American University of London
- Type: For-profit, unaccredited
- Established: 1984 (as American College of Science & Technology)
- Location: London, United Kingdom
- Campus: None (online only)
- Affiliations: American Association for Higher Education and Accreditation (not recognized)
- Website: www.auol.edu.au

= American University of London =

Online diploma mill

The American University of London (AUOL) is an online diploma mill. The company disputes the label and instead describes itself as a for-profit unaccredited educational institution offering undergraduate and graduate degrees solely by distance learning. It is a different organization from the American University in London.

The institution has no campus. Its website says it was established in 1984 as the American College of Science & Technology and was incorporated as an independent distance learning institution in 1999 in St. Kitts and Nevis. The website lists mailing addresses in London and Beverly Hills, California. Bears' Guide and several U.S. state education agencies indicate that the institution is associated with the Anacrusis Institute, an unaccredited institution based in Greece and the United Kingdom.

==Accreditation status==
The university's website and associated prospectus states that it is accredited in the United States by agencies specializing primarily in distance learning.

The Oregon Office of Degree Authorization (ODA) identifies two possibly unrelated entities operating under the name "American University of London", one in St. Kitts and Nevis, the United Kingdom and Sri Lanka, and the other in Saudi Arabia. According to ODA, the Saudi Arabian institution does not have degree-granting authority in Saudi Arabia and neither institution has legal authority to enroll Oregon students and their credentials may not be used in the state. American University of London also appears on lists of unaccredited colleges and universities maintained by the U.S. states of Maine and Texas.

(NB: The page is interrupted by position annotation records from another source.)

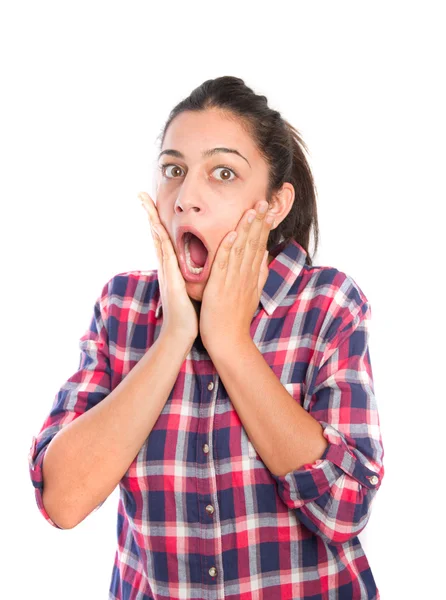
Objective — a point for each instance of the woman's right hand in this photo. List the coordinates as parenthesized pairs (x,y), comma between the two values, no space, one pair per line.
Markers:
(179,314)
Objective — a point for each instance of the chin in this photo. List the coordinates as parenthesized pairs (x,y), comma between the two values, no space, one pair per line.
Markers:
(195,290)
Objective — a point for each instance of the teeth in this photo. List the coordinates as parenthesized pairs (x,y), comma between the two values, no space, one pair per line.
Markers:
(192,269)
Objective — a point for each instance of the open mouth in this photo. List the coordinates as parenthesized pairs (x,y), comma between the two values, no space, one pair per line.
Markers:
(194,255)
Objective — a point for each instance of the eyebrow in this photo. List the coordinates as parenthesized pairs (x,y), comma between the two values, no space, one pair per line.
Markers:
(204,154)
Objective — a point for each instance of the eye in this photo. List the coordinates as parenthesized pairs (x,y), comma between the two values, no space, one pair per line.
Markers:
(163,169)
(225,169)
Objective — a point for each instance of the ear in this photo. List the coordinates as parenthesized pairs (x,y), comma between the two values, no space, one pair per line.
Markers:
(264,272)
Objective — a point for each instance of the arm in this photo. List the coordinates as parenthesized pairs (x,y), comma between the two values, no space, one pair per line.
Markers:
(330,485)
(93,434)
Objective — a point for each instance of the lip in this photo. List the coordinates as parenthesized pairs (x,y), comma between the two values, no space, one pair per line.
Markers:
(188,276)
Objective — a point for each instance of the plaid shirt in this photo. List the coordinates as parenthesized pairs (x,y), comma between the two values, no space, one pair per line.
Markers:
(199,514)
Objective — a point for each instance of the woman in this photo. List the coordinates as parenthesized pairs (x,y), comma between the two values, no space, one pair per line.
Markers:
(229,393)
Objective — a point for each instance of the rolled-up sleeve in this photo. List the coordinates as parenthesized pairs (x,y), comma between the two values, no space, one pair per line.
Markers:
(333,495)
(90,384)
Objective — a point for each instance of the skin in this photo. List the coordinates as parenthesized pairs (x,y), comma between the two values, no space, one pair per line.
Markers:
(194,191)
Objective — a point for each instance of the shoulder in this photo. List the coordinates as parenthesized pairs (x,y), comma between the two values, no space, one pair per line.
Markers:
(337,296)
(129,287)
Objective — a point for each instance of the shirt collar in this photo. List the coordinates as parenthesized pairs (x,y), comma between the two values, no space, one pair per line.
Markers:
(284,269)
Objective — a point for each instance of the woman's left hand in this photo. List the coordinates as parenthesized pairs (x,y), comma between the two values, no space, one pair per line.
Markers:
(237,278)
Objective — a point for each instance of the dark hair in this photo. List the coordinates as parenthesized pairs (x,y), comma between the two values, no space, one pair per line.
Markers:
(278,142)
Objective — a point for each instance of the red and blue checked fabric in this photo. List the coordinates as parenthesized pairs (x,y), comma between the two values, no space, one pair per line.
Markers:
(199,513)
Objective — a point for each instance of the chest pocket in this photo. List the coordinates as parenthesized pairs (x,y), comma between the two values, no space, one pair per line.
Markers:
(296,390)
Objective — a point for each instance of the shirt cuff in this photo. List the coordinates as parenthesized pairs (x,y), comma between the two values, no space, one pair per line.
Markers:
(312,480)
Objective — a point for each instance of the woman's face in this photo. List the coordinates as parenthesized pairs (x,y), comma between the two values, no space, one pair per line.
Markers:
(209,193)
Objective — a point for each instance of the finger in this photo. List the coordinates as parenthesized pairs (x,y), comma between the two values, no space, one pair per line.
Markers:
(221,261)
(258,237)
(169,260)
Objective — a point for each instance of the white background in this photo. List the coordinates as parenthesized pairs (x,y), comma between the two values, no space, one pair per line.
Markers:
(86,88)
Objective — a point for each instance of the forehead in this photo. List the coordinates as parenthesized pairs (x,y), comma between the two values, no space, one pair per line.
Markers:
(192,132)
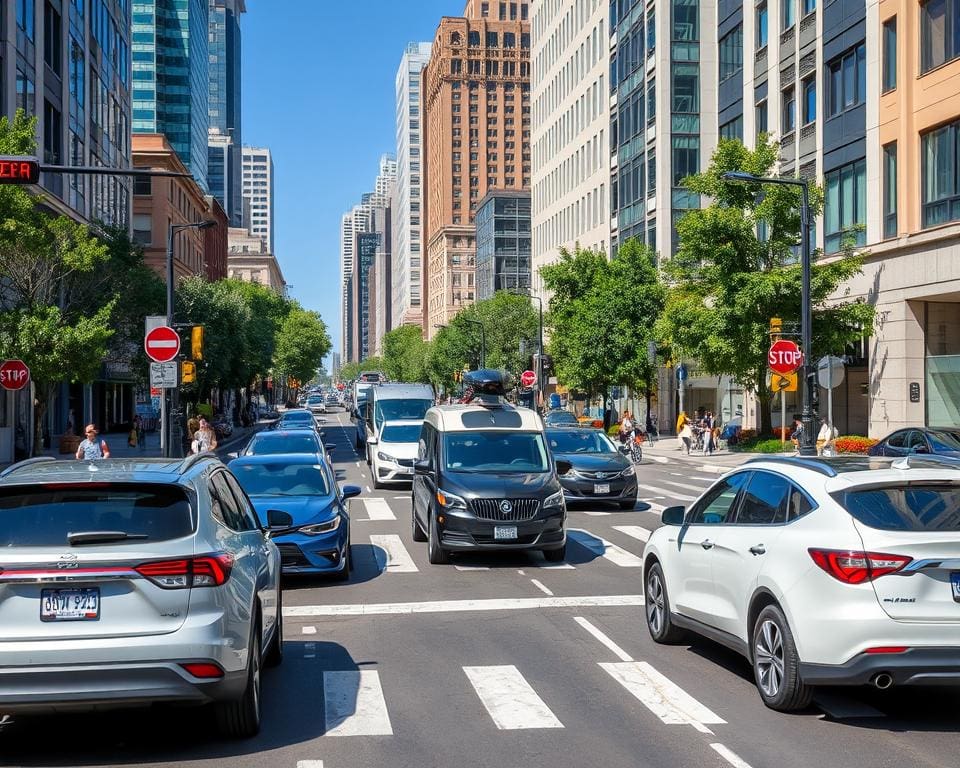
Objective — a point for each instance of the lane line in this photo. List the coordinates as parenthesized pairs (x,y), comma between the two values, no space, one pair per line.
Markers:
(391,555)
(509,698)
(464,606)
(354,705)
(612,646)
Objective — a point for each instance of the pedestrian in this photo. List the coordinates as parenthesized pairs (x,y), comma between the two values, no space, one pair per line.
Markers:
(92,447)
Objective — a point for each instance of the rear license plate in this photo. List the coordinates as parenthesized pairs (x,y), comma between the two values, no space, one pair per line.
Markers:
(69,604)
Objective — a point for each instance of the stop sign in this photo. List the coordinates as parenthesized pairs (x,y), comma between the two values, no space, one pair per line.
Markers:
(784,356)
(14,374)
(162,344)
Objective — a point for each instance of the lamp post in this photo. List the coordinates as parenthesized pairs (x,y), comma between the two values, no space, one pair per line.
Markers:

According to the AUOL prospectus, the university has "not applied for accreditation with any American nor British official accreditor". The same prospectus adds that its degrees are validated due to their "agreement with a renowned USA agency" who are able to issue Equivalency Certificates to AUOL graduates. This agency is not named. AUOL is also a member of the American Association for Higher Education and Accreditation, which is not a recognized accreditor. AUOL is not a valid UK degree awarding body.